The United Nations considers the Jewish settlements to be illegal, as do Canada and many other Western countries.

Burnt out cars sit along a road in front of damaged buildings.
Burnt-out cars, homes and businesses are common in pockmarked Palestinian communities northeast of Ramallah after Israeli settlers when on a rampage between April 12 and 14. Many residents told CBC News that the mob destroyed everything they owned. (Lily Martin/CBC)

Shakir said of late, revenge has been another motive for the violence, with many settlers seeking retribution on Palestinians in the West Bank for Hamas’s massacre of Israelis on Oct. 7.

The Hamas militants who streamed across the Gaza border and into Israel on Oct. 7 killed more than 1,200 people and kidnapped 253 people, according to Israeli government tallies.

Palestinian officials say more than 34,000 people have been killed in Gaza since the war began, with Israel’s military flattening vast parts of the territory in an effort to destroy Hamas.

WATCH | Israeli settlers and U.S. blamed for West Bank violence:

West Bank family blames Israeli settlers, U.S. for violence

A 17-year-old Palestinian American shot dead by Israeli men in the West Bank is one of the latest victims of increased violence in the area, something his family blames largely on the U.S. government’s support of Israel.

During the CBC News visit to Al Mughayyir, our team also met with Palestinian shepherd Imad Abu Alia.

He said in the months leading up to the attack on the village, settlers from several nearby communities had been using drones to watch his property and track his herd of sheep while they grazed.

During the mayhem in Al Mughayyir, he said a group came onto his farm and burned his barn, killing some of his sheep and stealing the rest of the 120 animals in his herd. 

A wounded person sits on a bed against a wall.
Palestinian shepherd Imad Abu Alia said he was severely beaten by a mob of settlers and was left almost immobile in the attack on the village of Al Mughayyir. (Lily Martin/CBC)

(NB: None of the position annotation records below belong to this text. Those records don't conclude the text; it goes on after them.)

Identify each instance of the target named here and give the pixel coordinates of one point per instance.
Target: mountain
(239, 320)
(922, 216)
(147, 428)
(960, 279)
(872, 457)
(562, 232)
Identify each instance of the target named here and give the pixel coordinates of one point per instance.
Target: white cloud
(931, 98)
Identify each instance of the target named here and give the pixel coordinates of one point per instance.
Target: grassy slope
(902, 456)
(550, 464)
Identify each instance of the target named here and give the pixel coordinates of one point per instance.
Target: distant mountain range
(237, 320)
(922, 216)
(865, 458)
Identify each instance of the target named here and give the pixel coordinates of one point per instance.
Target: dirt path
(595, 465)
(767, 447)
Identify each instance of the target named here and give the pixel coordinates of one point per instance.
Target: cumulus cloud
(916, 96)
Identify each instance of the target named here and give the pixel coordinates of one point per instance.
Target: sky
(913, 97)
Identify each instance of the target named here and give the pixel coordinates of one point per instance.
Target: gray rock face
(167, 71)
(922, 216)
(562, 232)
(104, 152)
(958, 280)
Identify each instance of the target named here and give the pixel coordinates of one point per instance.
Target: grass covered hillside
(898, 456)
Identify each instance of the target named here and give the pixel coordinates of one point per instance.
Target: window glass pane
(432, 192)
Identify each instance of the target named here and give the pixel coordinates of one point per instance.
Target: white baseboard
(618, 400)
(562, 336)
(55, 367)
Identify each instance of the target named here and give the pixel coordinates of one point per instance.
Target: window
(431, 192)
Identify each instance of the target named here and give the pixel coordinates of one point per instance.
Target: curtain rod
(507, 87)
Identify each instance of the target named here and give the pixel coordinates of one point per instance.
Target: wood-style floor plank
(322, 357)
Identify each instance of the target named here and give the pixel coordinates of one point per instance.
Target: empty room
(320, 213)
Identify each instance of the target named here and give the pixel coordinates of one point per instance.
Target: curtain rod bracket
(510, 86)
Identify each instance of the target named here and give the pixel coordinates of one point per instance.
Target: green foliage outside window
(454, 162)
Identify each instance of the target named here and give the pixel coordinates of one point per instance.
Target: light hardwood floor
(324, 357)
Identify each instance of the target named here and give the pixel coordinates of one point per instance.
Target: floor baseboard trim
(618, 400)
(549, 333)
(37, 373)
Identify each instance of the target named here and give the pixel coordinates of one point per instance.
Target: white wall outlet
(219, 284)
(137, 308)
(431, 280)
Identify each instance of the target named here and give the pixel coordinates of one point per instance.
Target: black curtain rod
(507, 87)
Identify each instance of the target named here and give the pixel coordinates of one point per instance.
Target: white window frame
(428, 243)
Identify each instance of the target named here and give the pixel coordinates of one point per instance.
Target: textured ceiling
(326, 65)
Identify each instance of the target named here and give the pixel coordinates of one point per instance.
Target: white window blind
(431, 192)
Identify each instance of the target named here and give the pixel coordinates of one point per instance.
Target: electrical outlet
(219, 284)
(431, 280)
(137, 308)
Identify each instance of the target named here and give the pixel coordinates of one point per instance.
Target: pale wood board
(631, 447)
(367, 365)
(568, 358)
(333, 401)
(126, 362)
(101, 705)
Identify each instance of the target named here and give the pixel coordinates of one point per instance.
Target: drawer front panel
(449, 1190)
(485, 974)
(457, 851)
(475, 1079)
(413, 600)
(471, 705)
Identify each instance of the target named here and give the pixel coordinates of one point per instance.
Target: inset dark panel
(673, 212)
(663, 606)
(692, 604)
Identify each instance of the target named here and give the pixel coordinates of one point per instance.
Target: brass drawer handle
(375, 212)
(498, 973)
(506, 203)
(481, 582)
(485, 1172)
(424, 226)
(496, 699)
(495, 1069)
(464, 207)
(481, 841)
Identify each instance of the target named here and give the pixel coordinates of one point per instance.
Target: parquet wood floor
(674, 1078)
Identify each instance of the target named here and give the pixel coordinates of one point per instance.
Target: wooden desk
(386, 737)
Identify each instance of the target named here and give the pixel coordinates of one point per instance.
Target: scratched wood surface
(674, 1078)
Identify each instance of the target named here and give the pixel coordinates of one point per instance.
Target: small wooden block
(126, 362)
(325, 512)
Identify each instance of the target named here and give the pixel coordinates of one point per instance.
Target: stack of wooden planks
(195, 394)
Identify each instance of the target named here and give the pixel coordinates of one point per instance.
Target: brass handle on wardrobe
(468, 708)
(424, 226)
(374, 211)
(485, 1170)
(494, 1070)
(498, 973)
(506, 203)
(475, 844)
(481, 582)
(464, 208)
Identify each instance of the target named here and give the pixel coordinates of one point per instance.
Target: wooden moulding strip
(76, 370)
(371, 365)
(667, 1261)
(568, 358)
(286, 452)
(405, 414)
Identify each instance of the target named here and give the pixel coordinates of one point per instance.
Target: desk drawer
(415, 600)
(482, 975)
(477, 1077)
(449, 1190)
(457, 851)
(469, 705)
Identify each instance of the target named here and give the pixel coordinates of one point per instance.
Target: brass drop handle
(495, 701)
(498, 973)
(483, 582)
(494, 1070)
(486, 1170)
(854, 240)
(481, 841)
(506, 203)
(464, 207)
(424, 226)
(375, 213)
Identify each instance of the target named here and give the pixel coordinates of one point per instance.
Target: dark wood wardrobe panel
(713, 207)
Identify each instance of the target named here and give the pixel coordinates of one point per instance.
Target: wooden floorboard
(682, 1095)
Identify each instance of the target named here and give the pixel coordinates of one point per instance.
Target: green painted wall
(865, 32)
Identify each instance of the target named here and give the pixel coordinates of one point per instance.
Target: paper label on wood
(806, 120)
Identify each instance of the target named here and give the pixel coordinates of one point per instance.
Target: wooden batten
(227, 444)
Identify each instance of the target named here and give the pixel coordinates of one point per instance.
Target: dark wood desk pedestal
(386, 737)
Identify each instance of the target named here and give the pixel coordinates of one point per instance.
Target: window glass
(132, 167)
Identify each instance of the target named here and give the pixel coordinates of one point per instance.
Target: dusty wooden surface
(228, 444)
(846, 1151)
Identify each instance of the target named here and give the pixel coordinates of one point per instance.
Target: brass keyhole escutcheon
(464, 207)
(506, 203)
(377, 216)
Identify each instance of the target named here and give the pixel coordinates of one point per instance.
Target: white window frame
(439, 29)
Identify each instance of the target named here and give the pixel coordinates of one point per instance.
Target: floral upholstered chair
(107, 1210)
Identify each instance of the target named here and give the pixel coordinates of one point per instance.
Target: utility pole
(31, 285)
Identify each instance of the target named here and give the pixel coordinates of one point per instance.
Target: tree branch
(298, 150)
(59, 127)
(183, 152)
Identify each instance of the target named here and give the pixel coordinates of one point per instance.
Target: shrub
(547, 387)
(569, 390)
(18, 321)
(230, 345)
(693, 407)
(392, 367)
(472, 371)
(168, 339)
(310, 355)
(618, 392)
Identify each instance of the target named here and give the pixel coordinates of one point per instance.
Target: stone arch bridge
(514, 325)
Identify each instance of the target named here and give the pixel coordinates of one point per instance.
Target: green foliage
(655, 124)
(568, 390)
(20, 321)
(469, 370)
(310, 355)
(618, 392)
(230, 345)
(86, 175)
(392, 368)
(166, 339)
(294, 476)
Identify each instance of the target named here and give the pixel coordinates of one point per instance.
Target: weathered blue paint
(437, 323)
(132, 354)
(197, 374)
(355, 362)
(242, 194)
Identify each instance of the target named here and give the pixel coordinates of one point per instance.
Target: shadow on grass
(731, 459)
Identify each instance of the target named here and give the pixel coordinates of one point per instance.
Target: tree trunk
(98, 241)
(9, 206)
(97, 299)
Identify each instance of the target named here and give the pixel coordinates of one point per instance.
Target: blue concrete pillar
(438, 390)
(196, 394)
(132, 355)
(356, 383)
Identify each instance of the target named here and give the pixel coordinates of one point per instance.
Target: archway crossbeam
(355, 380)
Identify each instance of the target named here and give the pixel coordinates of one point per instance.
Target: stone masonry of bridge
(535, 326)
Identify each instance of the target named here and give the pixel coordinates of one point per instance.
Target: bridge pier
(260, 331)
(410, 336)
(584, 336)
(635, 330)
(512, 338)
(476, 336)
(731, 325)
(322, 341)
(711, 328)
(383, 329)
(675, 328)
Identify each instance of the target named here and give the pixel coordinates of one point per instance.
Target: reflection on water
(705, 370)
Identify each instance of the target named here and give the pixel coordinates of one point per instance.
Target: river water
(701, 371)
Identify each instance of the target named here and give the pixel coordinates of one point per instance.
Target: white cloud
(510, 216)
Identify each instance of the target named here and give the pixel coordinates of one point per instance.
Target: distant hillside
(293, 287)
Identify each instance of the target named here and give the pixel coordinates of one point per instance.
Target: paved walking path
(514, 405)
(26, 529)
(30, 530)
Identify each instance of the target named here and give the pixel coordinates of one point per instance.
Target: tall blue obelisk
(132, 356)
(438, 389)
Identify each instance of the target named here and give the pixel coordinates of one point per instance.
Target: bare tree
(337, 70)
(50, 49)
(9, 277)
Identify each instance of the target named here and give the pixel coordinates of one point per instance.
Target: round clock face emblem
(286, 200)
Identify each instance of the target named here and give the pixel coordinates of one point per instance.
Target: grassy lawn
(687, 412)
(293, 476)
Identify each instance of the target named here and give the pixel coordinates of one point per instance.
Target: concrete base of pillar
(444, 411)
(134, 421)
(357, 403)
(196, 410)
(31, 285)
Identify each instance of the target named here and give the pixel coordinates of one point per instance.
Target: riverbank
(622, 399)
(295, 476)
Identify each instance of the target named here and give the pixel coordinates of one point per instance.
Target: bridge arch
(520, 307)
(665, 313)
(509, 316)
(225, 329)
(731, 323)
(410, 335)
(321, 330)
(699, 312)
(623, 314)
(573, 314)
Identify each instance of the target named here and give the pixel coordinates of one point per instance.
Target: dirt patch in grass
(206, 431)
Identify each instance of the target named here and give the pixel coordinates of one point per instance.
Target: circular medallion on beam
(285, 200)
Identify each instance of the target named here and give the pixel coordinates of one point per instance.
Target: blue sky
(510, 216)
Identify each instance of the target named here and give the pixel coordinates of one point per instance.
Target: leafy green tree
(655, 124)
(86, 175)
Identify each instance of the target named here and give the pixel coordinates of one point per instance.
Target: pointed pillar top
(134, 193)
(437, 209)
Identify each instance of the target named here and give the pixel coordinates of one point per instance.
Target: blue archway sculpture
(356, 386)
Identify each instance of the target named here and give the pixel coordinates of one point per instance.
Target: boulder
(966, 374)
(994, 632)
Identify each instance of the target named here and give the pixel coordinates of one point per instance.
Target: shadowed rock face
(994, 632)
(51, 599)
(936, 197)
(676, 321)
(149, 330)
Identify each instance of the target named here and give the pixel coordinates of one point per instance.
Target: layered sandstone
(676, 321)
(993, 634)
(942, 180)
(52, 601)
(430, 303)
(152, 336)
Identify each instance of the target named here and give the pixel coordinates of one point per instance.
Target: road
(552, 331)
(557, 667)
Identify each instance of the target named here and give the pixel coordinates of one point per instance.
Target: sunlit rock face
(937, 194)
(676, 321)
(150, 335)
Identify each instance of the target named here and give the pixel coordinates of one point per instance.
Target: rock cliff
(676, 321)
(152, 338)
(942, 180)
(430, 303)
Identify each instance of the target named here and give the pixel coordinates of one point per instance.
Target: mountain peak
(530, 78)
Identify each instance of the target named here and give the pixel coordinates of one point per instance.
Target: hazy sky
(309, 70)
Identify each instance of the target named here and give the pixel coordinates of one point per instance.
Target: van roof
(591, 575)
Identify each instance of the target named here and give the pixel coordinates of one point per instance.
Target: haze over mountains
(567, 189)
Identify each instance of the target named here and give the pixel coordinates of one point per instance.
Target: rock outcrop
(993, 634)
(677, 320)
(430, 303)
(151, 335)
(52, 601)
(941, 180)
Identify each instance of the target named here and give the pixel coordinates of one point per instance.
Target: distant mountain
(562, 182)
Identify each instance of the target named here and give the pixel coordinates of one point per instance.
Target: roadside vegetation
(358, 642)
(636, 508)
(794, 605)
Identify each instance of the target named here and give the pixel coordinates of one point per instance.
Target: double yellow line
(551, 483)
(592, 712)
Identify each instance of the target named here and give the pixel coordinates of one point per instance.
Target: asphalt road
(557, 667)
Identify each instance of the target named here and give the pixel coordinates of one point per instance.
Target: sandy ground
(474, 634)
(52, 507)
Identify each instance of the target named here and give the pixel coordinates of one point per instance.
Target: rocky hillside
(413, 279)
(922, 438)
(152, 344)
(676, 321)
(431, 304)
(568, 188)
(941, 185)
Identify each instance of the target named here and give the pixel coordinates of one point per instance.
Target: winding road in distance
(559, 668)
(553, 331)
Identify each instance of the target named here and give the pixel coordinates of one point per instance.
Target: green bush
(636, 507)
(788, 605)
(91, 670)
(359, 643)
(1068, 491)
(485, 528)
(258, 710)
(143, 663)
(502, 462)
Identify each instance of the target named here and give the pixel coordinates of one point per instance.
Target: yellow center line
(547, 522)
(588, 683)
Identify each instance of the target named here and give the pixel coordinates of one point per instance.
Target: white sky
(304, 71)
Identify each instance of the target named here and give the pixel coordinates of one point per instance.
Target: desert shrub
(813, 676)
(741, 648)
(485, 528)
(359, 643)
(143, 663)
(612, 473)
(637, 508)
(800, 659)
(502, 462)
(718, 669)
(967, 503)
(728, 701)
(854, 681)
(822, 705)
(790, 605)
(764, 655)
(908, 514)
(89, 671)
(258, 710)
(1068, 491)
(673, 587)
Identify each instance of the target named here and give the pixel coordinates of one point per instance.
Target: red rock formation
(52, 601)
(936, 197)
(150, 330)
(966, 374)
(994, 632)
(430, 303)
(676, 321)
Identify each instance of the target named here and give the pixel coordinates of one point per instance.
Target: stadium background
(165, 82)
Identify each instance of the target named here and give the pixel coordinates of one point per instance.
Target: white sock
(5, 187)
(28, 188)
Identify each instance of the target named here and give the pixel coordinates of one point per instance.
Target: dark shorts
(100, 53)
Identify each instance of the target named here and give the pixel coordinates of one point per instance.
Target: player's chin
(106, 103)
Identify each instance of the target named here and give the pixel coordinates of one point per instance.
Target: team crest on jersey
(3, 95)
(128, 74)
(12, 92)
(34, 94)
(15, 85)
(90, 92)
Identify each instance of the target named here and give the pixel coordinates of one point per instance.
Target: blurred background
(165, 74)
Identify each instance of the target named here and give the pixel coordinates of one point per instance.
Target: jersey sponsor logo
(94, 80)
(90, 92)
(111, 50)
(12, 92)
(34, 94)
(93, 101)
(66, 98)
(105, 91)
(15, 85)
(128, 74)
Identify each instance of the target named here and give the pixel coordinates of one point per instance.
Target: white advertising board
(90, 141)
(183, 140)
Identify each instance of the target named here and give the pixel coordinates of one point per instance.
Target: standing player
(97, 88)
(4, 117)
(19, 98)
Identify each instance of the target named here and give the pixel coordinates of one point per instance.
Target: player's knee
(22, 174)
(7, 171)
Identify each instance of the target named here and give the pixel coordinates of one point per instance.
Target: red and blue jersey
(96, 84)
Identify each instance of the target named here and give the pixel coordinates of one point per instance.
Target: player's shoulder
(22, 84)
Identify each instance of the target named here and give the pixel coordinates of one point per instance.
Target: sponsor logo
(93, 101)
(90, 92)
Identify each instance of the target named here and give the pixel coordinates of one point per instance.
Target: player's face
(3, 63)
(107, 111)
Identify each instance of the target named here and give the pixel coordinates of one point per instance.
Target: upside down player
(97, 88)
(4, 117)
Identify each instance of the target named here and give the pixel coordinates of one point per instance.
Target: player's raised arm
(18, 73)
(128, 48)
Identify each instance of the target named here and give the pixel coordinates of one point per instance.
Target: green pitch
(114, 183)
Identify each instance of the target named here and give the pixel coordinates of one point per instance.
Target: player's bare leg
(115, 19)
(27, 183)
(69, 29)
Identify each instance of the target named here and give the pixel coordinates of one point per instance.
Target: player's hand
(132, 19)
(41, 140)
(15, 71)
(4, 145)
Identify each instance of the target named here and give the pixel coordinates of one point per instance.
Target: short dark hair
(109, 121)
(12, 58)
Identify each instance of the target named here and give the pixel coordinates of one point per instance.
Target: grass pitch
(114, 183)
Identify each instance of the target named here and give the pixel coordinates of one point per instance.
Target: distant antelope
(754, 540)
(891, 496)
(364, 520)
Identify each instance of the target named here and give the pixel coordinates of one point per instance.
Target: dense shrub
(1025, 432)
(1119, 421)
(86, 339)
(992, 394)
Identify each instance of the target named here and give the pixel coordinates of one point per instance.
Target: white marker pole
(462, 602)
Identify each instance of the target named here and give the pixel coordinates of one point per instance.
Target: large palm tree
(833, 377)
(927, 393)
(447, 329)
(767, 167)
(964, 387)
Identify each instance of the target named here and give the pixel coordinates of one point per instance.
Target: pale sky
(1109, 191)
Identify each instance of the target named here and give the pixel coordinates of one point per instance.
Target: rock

When he tried to save his flock, he said the mob attacked him, leaving him with a neck brace and immobilized in bed.

“They beat me so much to the point that I saw death with my own eyes,” he told CBC News.

Without his sheep to support his family, Abu Alia said he does not know what he will do.

“These sheep are like my children,” he said. “I just want them back.”

A person looks over rubble remaining after a building was destroyed.
Laith Abu Alia, the son of Imad Abu Alia, examines the destruction at his family’s farm. (Lily Martin/CBC)

Rights groups say seizing the livestock of Palestinians and constructing grazing outposts has become a new tactic of the settlers, as it deprives Palestinians of an income and often forces them to abandon their properties.

CBC News asked Israel’s military for more details on the death of Benjamin Achimeir.   

In a WhatsApp message, the IDF said that there were “signs of violence” but did not provide further details.

With regards to Palestinian allegations about the conduct of Israeli soldiers in Al Mughayyir, the IDF said complaints “about soldiers’ behaviour that is not in accordance with orders will be examined.”

Regarding the allegations that security forces held up ambulances and prevented the wounded from reaching hospital, the IDF said that was necessary for a “security check” before the ambulances were given the authorization to continue.   

Israeli human rights group Yesh Din says between 2005 and 2022, 93 per cent of investigations against settlers who attacked Palestinians were closed without any charges.